In writing Regulation Z, the Federal Reserve Board has given close attention to ways to make compliance feasible and to ways to minimize regulatory burden. One important example of this is the provision in Regulation Z that allows the GFE and/or the HUD-1 to serve as the itemization of the amount financed. The Federal Reserve Board has also allowed creditors as much flexibility as possible in designing disclosures. Only the "Schumer box" for credit card disclosures and the "federal box" for closed end disclosures are a mandatory format. Both of these boxes are required by law so the Federal Reserve has no choice here.
HUD has a choice in the design of the GFE. RESPA, after all, only contains a vague requirement for providing a good faith estimate of settlement costs. However, the proposal states that the new GFE may be provided together with disclosures required by the Truth in Lending Act "so long as all required material for the good faith estimate is grouped together." Since the Truth in Lending Act itself requires that the TIL disclosures be grouped together and separated from other information, this mandates two disclosures. Any creditor presently using a combined TIL and GFE form would have to prepare two disclosures.
Further complexity is added to the form by the fact that major pieces of Truth in Lending disclosures have been lifted from Z and placed throughout the proposed GFE. The proposed GFE is 3 pages long. Most of the second page duplicates TIL disclosures. The proposed form would re-organize fees into categories based on what settlement service provider charges them. Each category would have a sub-total so that consumers could easily see the total cost paid to settlement service providers such as the lender and the mortgage broker.
Compensation Disclosures
A primary goal in the new disclosure format is to reveal to the consumer the compensation being paid to any settlement service provider. This is a particular HUD concern with regard to mortgage brokers and lenders.

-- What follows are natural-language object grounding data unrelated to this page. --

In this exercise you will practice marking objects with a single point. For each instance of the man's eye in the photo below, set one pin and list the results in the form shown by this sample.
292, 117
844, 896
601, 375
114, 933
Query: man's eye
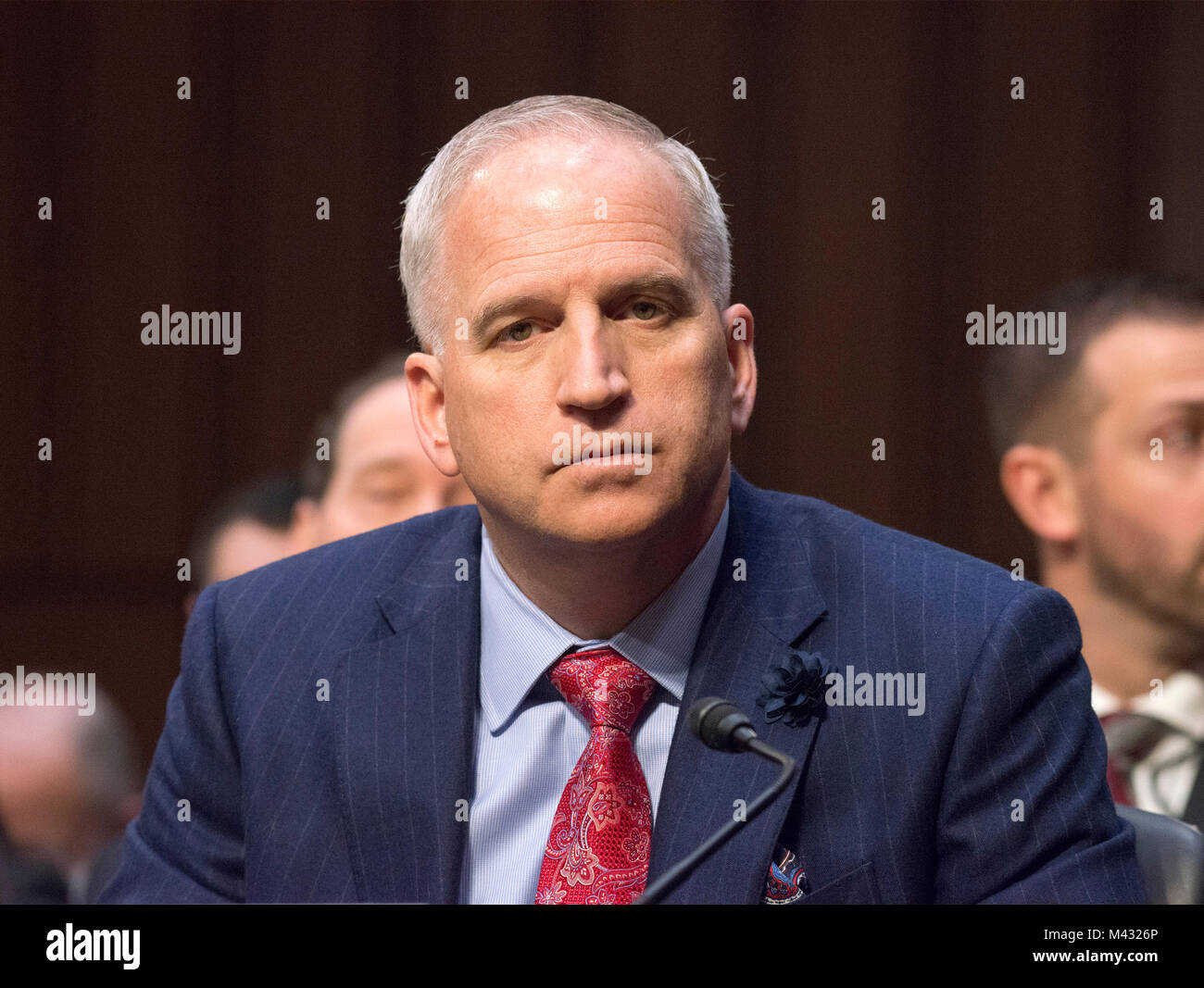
519, 332
650, 309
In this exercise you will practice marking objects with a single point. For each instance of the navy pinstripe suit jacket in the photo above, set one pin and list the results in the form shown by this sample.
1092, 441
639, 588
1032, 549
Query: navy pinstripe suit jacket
295, 797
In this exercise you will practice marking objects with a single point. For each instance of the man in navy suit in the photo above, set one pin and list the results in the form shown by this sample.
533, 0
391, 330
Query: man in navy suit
388, 718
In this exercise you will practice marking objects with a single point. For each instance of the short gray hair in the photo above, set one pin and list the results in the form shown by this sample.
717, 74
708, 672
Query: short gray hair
425, 280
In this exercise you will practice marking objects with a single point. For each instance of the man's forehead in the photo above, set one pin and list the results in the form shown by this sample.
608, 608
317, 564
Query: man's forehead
542, 184
1142, 356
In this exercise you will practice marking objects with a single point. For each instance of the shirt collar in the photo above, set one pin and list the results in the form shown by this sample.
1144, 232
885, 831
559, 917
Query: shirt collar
1179, 706
519, 642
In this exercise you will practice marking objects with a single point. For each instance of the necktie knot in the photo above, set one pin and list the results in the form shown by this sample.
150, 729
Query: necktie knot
603, 687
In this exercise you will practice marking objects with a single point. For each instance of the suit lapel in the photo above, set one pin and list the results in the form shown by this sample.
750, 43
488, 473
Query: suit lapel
404, 734
749, 629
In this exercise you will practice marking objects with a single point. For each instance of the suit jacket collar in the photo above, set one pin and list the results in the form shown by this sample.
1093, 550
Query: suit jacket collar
762, 603
406, 703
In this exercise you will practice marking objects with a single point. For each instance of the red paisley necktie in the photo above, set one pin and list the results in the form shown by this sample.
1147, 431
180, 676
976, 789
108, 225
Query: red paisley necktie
597, 850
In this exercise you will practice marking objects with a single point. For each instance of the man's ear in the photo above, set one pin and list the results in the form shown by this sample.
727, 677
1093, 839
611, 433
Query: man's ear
424, 381
737, 324
1039, 484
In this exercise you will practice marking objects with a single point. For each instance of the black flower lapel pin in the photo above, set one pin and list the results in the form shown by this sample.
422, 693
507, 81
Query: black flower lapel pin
794, 690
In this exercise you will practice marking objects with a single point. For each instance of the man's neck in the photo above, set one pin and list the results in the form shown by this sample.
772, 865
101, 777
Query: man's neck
596, 593
1124, 646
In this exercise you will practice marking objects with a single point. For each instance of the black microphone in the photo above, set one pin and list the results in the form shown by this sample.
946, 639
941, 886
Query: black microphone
721, 726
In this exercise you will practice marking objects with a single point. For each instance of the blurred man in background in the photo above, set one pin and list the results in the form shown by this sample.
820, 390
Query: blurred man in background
69, 785
1103, 460
245, 530
376, 472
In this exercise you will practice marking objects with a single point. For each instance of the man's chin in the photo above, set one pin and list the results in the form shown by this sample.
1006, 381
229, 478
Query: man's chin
602, 505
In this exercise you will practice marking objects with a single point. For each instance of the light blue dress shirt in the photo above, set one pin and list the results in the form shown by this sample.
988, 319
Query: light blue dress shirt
529, 739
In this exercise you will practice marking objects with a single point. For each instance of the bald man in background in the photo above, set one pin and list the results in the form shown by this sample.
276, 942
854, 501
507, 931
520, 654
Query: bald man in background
1103, 460
69, 785
376, 472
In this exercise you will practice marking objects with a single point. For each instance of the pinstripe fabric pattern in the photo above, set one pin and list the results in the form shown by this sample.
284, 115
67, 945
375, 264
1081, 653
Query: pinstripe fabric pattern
529, 739
320, 739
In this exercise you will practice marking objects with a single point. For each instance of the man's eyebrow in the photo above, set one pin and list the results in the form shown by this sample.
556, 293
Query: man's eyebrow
677, 289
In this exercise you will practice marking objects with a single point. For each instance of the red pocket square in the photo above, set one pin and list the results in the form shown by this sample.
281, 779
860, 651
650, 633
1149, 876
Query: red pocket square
786, 881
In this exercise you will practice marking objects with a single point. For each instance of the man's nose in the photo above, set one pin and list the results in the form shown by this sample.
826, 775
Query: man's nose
591, 360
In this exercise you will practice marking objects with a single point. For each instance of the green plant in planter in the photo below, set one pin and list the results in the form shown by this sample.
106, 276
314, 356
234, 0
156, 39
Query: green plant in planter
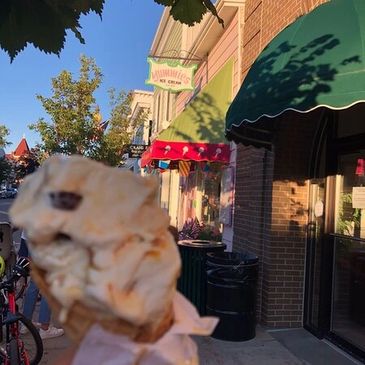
210, 234
344, 224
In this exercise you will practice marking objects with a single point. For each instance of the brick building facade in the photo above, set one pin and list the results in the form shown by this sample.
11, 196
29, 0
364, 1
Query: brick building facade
295, 198
271, 187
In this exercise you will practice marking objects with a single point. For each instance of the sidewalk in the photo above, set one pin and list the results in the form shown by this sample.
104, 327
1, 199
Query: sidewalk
288, 347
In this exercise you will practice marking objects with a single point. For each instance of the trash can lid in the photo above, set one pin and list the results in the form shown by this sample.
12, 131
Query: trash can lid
232, 258
201, 243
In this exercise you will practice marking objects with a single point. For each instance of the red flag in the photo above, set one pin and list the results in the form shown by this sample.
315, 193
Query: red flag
184, 168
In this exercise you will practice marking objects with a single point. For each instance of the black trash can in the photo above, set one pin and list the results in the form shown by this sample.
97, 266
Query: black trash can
193, 279
231, 294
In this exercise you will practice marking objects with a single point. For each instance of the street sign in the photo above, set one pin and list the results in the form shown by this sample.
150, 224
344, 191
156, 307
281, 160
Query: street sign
136, 150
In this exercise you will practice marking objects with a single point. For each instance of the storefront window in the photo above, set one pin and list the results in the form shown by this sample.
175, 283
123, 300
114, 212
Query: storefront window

HUD wants consumers to know how the lenders and loan brokers are compensated. Thus, a key consideration in the new GFE design was to pull out the fees flowing to these service providers and showing customers the total and how the fees affect the pricing of the loan.
Any yield spread premium, which HUD alternately refers to as an "above par rate" would be disclosed on the GFE and HUD-1 as a payment to the borrower.
Points paid by the borrower to lower the interest rate must equal the discount points paid to the lender and disclosed as a borrower payment to the lender. HUD believes that with these disclosures, mortgage brokers would not be able to increase their fees without the borrower knowing it.
Required Service Providers
The proposed rule contains the familiar language about disclosing required service providers on the GFE. The proposal carries forward the permission to select a service provider from a list. New, however, to this proposal would be the requirement to provide the list to the applicant. Section 8 prohibitions against requiring the services of an affiliate would remain in place.
ACTION STEPS
- Review the proposed GFE forms wearing your customer hat. Think hard about what they tell you compared to the current GFE you use.
- Show the proposed form to non-lenders (tellers, for example) and ask them what they think of it.
- Talk with your lending and operations staff about the process changes that would be necessary to comply with this proposal.
- Ask loan officers and loan closers what questions customers really ask about costs. Compare those questions to HUD's proposal.